Insurance companies that paid $1.7 million to six homeowners in a fire blamed on a homeless Ashland, Ore., man have sued the owners of a vacant property where the fire started.
The suit alleges the owners had been told vagrants were camping in the overgrown field behind an Arco gasoline station, starting fires and smoking cigarettes, The Ashland Daily Tidings reported.
In all, 11 homes were destroyed in the fire that swept through the Oak Knoll neighborhood on a hot, windy day in late August 2010. It has been called the worst fire in a century in the southern Oregon city.
A judge found that the man accused of reckless endangerment and reckless burning, John Thiry, 42, likely set the fire, but prosecutors failed to prove he knew the consequences of his actions.

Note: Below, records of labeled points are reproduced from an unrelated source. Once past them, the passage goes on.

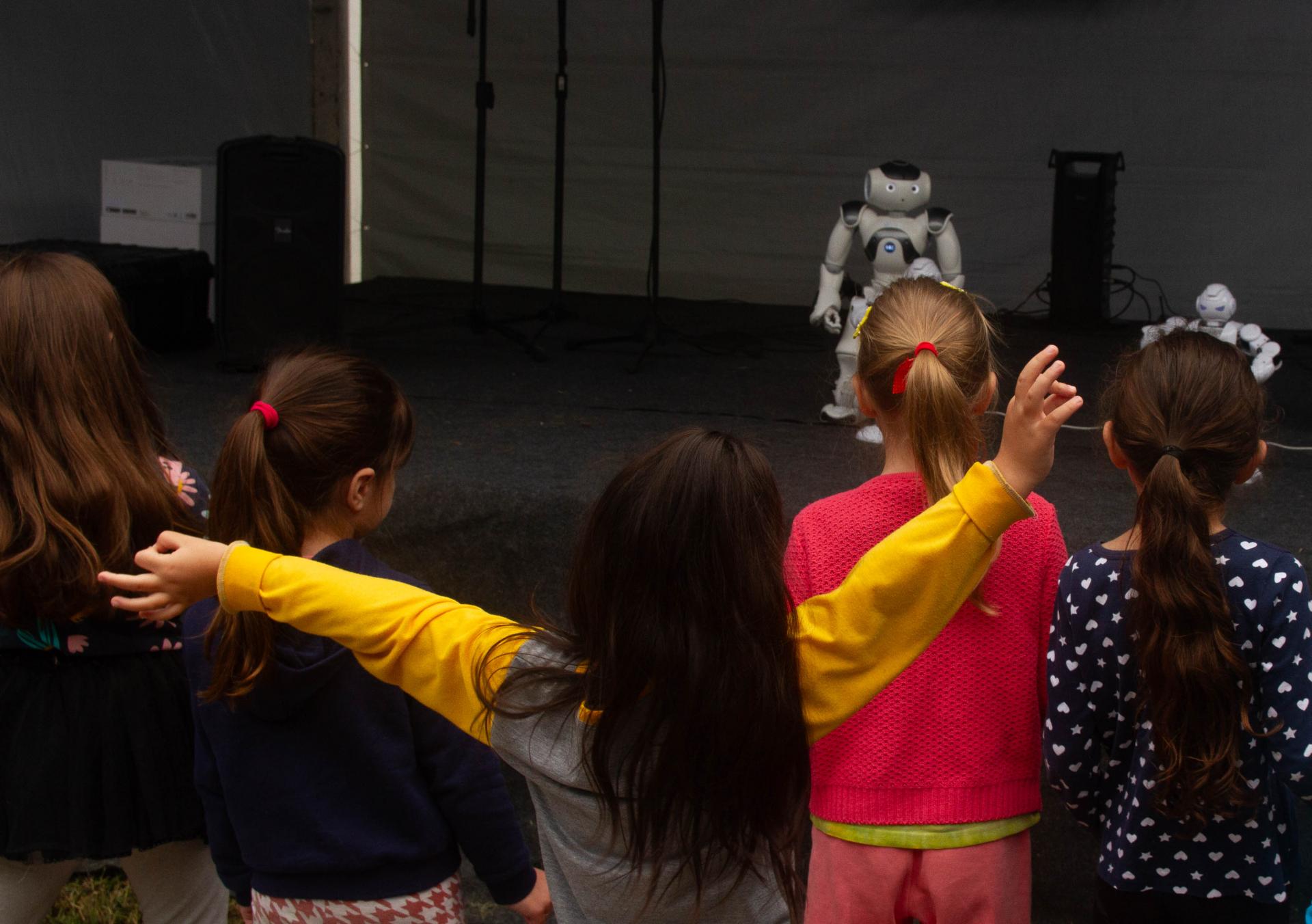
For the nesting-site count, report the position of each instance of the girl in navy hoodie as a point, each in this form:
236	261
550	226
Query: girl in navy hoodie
328	794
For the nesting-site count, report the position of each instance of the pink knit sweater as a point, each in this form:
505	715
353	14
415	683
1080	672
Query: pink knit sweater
955	737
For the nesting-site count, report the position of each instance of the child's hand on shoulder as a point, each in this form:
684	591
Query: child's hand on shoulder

Later, Thiry was convicted of throwing rocks at two middle school girls and sentenced to eight months in jail. A prosecutor said he probably suffered from alcoholism and mental illness, but authorities couldn’t order treatment because the charges were misdemeanors. After serving two weeks, he was released because the jail was overcrowded. He remains homeless in Ashland.
The suit filed by four insurance companies says the field where the Oak Knoll fire started was in violation of state and city codes, and the owners allowed a “dangerous accumulation of waste and overgrown brush to occur on the subject property that created an extreme fire hazard.”
It asks compensation for the insurance payouts.
“We denied all of the allegations,” said Jim Wallan, attorney for the owners – three San Francisco Bay Area people and a family trust, according to online records.
The lawsuit also names a real estate company.
“We’re not hired to police properties for vagrants. We don’t maintain properties. The only thing we are employed to do is market a property,” said Jim Rimley of John L. Scott’s Medford office.